Bugüne kadar hiç konuşulmadı. (Gelecek Partisi Genel Başkanı) Ahmet Bey'in (Davutoğlu) böyle 2-3 madde ortak bir şey yapsak mı, diye bir önerisi oldu. Ben orada bir sorun görmüyorum. Bu konuda ciddi bir mutabakat var Türkiye'de. Ama toplumun da bundan haberdar edilmesi gerekiyor. Zannetmiyorum ki Kemal Bey'in genel başkanı olduğu bir CHP bu konularda iktidarda farklı şeyler yapsın. Olmaz. Diğer partilerde zaten olmaz. Ama günü geldiğinde konuşulabilir. Bunlar biraz üçüncü aşama oluyor.

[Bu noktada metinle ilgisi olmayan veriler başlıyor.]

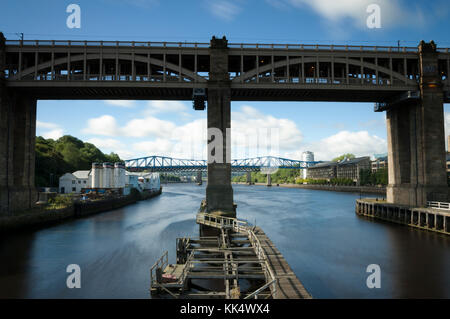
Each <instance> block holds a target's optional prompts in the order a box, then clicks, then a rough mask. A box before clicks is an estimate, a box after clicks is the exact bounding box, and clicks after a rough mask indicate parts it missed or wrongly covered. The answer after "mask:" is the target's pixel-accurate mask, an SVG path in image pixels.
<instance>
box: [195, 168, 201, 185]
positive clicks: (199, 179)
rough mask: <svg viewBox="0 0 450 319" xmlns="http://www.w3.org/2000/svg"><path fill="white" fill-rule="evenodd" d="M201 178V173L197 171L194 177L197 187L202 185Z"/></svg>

Bizim güven alışkanlığımız ticaretten. 'Geçmiş muamelesi' derler ya…Geçmiş uygulamalarına bakınca uygulamaları güven verici olarak görüyorum açıkçası. Parti içinde de diğer partilerle ilişkisinde de. İstanbul'da öyle bir aday profilini kendi partisine kabul ettirerek seçimlerde de test edildi. Zorluklara rağmen kazandı. Kolay değil. Yoksa kendi iç dinamikleri ile öyle adaylar çıkmayabilirdi. Önemli olan farklı kesimlerden de oy almak olmalı. CHP seçmenine de ters gelmeyecek diğer seçmenlerden de rahat oy alabilecek...Ortak aday olursa, öyle bir aday olmalı.
Rasyonel zeminde artık siyaset yapamayınca daha iyi hizmet üretemeyecek sorunları çözebileceğine dair de inanç da düşüyor. Geriye din ve milliyetçilik istismarı kalıyor.
Seçim güvenliği: 'Ya açık farkla kazanılmalı ya da iyi mekanizma kurulmalı'
Çok önemli. İki yolu var. Öncelikle seçimi açık farkla kazanmak gerek. Öyle olursa, onu kapatmak kolay değil. İkincisi de iyi bir mekanizma kurmak lazım. Mümkünse partiler arası bir mekanizmayı önemsiyoruz. Henüz bir çalışma olmasa da bunun gerekebileceği konusunda değerlendirmeler yaptık bazı genel başkanlarla. Sahanın tümüne hakim olmak için ortak bir mekanizma değerli olur diye düşünüyorum.